Офицер, видимо, отказывается что-либо понимать:

- Но ненавидимые вами цари ничего подобного не делали!

Реалисты вскакивают, первый бросает обвинение свое пря­мо в лицо:

- А два миллиона убитых за интересы западных капита­листов, а миллионы раненых, а сотни тысяч беженцев?

- А скажите вы мне, не один ли из князей Гришку убил?

Марья Моревна прищуривается:

- Не подсовывайте мне ревнивых мужей!

Баталер хлопает хозяина по колену:

Ну и ну!
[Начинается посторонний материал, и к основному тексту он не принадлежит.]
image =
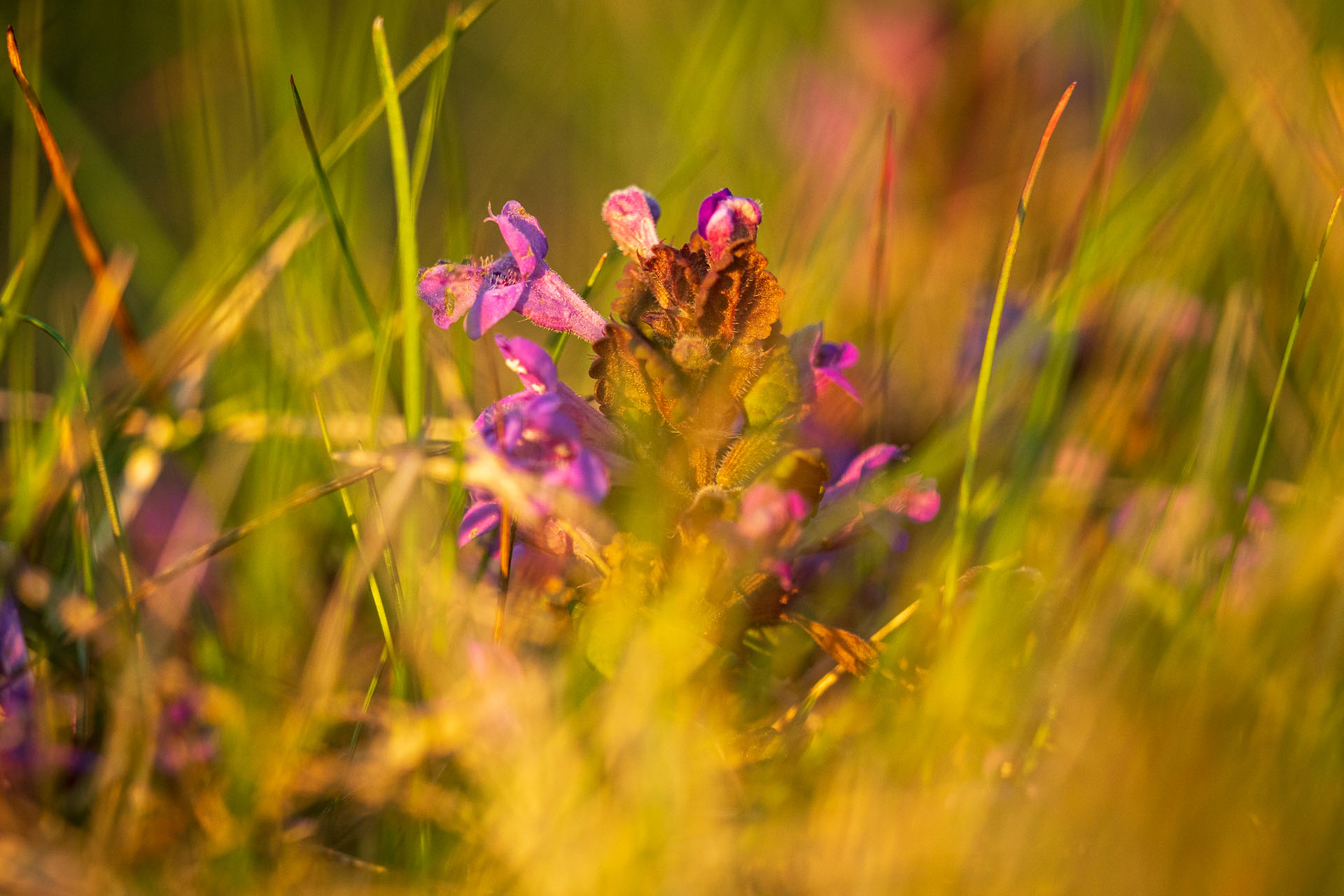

Вот это - баба, такая и сама на баррикады пой­дет.

Семен встает:

- Простите, мне пора, да и боюсь я, что вы и меня со всеми родными перережете.

Хозяйка очаровательно улыбается:

- А вы не смущайтесь, кто нашу эпоху поймет, тот у нас место свое найдет.

* * *

Вместе с Коростиными катался сегодня Семен на салаз­ках у устья оврага «Беленький». Таща санки, уже во второй раз встречается он с каким-то закутанным в шерстяные платки карапузом, прибежавшим кататься позже. Останавливается он и гудит из-под заиндевевшей от мороза шали:

- Ты не Пономарев?

- Да, а что?

- Да так.

- А чего же спрашиваешь?

- Да девка какая-то на каток прибегала, спрашивала, не видал ли кто тебя? Никто ничего не знал, вот и убежала она.

- Когда же это было?

- Да в обед.

- Ты не спросил, почему она меня ищет?

- Не! Торопилась она дюже. И вся заплаканная была. Нос платком терла.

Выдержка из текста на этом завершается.